In terms of resume, Robert Easter, Jr., never has faced a pro as good as Mikey Garcia, the 30-year-old Californian who has won championships in four different weight classes. As expected, Garcia is a sizable favorite to win the unification fight.
Conversely, Garcia has not matched up with a lightweight like Easter, the 27-year-old Toledoan who stands several inches taller and maintains a large reach advantage against every highly ranked lightweight, including Garcia.
Whoever figures out the other first will add a belt to their collection.
“This is a big fight for me, and I’m sure it’s the biggest fight of Easter’s career so far,” Garcia said this week in a workout made available to the media.
“I’m glad to hear he’s training extra hard. It shows me that he’s motivated and hungry to show off his very best, just like I am.”
The winner will leave the fight will two titles at lightweight, which cuts off at 135 pounds.
Garcia is the World Boxing Council title holder, while Easter has the International Boxing Federation crown he won in 2016.
In his past two fights, Garcia defeated Adrien Broner and Sergey Lipinets by unanimous decision at super lightweight (140 pounds), but dropped back down to lightweight to defend the WBC title.
Garcia enters the fight at 38-0 (30 knockouts). Asked what makes Garcia successful, Easter said his opponent has been good at controlling fights in the past.

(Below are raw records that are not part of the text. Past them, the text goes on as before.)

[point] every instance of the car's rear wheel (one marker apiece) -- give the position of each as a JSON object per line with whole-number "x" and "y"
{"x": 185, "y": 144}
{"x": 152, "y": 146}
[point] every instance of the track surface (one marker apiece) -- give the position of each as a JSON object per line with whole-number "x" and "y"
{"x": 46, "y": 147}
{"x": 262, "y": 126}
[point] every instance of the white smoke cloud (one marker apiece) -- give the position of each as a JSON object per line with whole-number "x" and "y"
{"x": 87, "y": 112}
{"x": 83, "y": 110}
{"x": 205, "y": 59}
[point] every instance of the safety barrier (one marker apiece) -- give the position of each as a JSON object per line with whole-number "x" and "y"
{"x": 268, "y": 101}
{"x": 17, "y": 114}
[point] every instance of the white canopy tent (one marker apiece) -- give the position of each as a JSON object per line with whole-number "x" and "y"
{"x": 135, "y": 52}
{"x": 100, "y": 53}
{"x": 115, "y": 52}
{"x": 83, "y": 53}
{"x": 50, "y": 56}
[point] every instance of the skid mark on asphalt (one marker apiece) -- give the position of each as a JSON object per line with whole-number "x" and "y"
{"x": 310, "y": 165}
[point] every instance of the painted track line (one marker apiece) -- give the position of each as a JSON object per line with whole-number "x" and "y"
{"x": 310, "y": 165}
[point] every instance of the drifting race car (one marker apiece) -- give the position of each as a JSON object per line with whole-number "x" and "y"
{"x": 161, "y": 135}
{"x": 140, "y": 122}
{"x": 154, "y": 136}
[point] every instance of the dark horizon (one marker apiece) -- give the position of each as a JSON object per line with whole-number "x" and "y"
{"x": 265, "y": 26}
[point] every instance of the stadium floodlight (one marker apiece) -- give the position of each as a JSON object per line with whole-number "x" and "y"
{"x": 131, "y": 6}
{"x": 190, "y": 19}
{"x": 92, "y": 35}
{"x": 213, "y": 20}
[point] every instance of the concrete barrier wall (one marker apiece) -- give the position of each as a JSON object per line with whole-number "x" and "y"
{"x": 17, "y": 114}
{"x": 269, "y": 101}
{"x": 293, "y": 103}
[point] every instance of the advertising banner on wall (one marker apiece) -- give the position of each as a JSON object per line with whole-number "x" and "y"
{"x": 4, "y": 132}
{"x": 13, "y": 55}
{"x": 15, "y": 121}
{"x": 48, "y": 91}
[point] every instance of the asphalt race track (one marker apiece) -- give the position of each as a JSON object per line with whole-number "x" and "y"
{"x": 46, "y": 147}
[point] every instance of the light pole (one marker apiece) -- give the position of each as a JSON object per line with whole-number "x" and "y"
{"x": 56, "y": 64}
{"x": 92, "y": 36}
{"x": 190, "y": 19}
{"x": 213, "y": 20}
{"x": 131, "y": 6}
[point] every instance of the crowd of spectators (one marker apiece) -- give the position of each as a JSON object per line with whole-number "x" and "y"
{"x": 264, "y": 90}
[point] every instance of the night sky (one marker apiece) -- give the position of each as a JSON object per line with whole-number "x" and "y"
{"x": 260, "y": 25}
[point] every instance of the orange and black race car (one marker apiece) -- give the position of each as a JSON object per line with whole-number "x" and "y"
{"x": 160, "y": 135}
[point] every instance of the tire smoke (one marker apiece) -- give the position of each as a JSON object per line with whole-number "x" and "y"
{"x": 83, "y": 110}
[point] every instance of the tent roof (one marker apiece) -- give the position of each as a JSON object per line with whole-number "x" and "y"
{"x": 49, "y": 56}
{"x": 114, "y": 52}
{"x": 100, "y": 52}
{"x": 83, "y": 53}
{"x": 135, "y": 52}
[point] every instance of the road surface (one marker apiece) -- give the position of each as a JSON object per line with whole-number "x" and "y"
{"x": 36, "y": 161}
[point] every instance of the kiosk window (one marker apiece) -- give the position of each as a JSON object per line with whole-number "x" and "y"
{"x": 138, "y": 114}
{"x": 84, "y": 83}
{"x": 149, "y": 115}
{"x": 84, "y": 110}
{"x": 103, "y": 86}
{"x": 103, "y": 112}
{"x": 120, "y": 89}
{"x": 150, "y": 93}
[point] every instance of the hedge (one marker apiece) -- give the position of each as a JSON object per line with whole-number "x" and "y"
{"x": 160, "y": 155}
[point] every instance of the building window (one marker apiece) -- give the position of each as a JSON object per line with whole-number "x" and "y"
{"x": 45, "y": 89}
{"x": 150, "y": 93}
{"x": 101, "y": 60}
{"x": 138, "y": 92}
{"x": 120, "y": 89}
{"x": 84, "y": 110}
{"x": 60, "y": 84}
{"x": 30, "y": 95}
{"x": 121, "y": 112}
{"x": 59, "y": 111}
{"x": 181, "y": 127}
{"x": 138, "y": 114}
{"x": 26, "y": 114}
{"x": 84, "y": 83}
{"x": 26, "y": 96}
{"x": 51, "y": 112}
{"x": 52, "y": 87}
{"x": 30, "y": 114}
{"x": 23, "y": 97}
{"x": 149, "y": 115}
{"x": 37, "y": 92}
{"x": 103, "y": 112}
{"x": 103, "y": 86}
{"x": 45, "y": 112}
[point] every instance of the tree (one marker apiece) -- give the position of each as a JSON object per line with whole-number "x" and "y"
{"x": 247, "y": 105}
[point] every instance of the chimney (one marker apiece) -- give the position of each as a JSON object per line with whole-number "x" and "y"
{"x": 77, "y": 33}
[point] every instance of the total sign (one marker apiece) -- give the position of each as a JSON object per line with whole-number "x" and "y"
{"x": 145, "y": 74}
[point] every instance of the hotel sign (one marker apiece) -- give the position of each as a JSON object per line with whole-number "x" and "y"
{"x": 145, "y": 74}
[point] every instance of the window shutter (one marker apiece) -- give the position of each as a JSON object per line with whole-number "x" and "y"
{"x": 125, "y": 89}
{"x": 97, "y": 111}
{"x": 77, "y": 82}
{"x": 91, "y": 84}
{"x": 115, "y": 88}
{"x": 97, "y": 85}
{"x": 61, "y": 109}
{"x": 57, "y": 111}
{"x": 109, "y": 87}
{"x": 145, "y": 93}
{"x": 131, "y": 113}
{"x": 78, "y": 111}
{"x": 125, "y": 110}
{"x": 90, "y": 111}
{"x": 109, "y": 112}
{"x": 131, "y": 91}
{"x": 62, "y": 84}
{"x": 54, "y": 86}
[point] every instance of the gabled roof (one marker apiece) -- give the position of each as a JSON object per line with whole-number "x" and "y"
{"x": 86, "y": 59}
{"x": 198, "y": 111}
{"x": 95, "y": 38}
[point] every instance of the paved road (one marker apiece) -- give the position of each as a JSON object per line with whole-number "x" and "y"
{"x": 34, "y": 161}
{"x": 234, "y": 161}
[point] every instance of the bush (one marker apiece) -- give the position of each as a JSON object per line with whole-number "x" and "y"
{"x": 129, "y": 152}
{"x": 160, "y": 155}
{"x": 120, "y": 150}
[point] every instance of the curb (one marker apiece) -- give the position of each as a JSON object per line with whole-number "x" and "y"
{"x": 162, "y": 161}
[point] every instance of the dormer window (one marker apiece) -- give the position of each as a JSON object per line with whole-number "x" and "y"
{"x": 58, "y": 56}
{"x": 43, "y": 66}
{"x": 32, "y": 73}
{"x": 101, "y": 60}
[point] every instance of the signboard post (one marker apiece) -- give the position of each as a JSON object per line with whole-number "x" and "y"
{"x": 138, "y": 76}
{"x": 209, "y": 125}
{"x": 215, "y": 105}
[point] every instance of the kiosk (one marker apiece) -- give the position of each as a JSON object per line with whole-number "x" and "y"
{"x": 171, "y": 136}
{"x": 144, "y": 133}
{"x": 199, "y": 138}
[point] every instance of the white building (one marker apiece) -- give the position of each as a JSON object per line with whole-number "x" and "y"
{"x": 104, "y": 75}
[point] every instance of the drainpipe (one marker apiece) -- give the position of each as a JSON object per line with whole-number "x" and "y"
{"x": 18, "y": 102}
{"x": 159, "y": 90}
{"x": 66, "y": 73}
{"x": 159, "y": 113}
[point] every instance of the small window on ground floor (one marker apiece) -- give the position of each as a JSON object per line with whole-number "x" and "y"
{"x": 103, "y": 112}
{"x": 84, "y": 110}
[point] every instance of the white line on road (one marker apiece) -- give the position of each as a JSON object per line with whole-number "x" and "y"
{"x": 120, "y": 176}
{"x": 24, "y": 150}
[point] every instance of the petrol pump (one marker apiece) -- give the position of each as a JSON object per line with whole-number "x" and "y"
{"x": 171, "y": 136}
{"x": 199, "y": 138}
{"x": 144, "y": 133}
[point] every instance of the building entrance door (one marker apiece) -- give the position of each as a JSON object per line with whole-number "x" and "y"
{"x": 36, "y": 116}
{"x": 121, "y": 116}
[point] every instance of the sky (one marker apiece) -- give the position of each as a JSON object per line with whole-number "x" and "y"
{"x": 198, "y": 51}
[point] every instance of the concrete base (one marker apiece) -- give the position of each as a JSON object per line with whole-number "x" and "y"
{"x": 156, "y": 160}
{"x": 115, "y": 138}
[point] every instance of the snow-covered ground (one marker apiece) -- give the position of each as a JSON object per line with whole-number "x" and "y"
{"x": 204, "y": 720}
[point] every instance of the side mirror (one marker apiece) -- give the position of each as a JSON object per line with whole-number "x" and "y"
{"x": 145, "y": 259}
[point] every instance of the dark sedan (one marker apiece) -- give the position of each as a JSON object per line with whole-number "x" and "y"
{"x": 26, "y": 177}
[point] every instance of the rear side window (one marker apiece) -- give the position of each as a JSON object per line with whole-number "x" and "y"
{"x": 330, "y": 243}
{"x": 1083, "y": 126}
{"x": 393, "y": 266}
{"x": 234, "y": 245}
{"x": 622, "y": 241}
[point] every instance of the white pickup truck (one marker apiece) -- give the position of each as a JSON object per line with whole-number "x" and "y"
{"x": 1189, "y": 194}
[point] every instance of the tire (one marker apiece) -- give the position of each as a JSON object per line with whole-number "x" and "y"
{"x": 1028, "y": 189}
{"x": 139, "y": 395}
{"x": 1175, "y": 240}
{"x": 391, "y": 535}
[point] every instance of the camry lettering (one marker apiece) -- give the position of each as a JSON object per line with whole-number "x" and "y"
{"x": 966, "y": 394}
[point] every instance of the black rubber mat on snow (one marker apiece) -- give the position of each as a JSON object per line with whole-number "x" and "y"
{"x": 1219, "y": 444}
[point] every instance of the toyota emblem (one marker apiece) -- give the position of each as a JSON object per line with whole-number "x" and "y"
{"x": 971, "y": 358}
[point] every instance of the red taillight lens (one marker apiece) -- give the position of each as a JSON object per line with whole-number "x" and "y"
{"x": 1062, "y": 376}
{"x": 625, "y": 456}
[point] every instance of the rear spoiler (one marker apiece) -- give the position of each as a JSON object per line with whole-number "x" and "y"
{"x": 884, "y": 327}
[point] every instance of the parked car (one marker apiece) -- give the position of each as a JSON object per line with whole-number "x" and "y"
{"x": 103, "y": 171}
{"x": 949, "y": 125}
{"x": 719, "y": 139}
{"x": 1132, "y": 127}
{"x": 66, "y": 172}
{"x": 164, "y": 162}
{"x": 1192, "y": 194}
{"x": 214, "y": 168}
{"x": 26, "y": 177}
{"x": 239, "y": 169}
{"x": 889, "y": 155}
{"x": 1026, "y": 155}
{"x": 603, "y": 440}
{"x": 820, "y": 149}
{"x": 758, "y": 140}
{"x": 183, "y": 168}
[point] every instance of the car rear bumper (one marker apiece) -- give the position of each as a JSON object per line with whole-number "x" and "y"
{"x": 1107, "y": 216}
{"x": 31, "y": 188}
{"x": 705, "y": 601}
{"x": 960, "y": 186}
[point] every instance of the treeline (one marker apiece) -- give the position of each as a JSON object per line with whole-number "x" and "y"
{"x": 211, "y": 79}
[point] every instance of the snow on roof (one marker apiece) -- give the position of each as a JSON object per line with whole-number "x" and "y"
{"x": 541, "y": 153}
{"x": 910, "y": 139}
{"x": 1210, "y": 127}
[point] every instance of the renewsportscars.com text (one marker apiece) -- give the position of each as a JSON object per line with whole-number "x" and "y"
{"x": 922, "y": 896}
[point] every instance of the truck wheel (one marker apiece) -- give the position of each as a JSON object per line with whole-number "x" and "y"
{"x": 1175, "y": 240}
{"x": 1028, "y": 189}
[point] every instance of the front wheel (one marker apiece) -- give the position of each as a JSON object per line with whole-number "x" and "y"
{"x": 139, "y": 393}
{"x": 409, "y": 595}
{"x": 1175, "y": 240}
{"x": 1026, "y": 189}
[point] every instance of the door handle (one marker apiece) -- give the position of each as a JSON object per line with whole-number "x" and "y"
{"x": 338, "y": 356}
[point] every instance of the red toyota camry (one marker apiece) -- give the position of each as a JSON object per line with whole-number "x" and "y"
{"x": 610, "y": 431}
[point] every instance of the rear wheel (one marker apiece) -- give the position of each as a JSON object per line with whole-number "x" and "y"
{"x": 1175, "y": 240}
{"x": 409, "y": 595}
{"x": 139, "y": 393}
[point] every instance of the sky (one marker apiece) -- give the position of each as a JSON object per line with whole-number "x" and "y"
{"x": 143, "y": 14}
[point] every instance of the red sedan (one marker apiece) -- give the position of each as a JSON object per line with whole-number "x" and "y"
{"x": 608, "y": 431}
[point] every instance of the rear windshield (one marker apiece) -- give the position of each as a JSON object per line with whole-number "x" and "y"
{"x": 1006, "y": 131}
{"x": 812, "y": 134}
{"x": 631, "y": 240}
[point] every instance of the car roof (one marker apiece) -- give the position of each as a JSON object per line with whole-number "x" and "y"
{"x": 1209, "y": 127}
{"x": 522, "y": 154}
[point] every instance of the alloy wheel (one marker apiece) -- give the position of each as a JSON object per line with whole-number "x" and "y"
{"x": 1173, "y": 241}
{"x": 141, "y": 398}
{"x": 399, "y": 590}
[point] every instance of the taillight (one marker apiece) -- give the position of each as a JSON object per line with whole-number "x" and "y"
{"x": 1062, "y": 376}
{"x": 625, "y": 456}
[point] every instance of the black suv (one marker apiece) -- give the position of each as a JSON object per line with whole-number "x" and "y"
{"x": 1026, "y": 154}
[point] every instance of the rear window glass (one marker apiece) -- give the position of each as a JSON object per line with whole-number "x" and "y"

“I would say his patience,” Easter said. “His patience is really to stick to his game plan, and use his skills that he does have and keep distance.”
Easter (21-0, 14 knockouts) also is undefeated but remains a clear underdog. Bovada lists Easter at 5-1 odds to win, while Garcia is 1-8.
Easter currently is in the middle of a 10-week training camp in West Palm Beach, Fla., with Kevin Cunningham, a longtime trainer at boxing’s highest levels.
“We know that Robert Easter is training like never before to be ready for this fight against Mikey,” said Robert Garcia, Mikey’s brother and trainer.
“He has a huge reach advantage, so we know he’s going to come in and use that.
“He has a new trainer [Kevin Cunningham] who is going to try to make us box with him.”
For his part, Garcia has attempted to compensate for his height disadvantage by training against fighters who are taller than he is.
Before the fight, Garcia has been carefully picking sparring partners who resemble Easter.
“I know Easter is very tall and has a longer reach than me,” Mikey Garcia said. “In the gym, we’ve been working on sparring partners who present different challenges and made adjustments from there. I have to catch him reaching in or put pressure and work my way inside.”
Easter’s past two fights — both wins — came with national criticism. In particular, his previous bout with Javier Fortuna was a rocky outing with a disputed result, but the Garcia camp said it is not overlooking Easter.
Come fight night, the Garcias expect Easter at the peak of his abilities.
“We don’t listen [to] any criticism of Easter for having close decisions in his last couple of fights,” Robert Garcia said. “We know that Easter is going to come in having trained like never before. It’s going to be the best Robert Easter, Jr., possible on fight night.”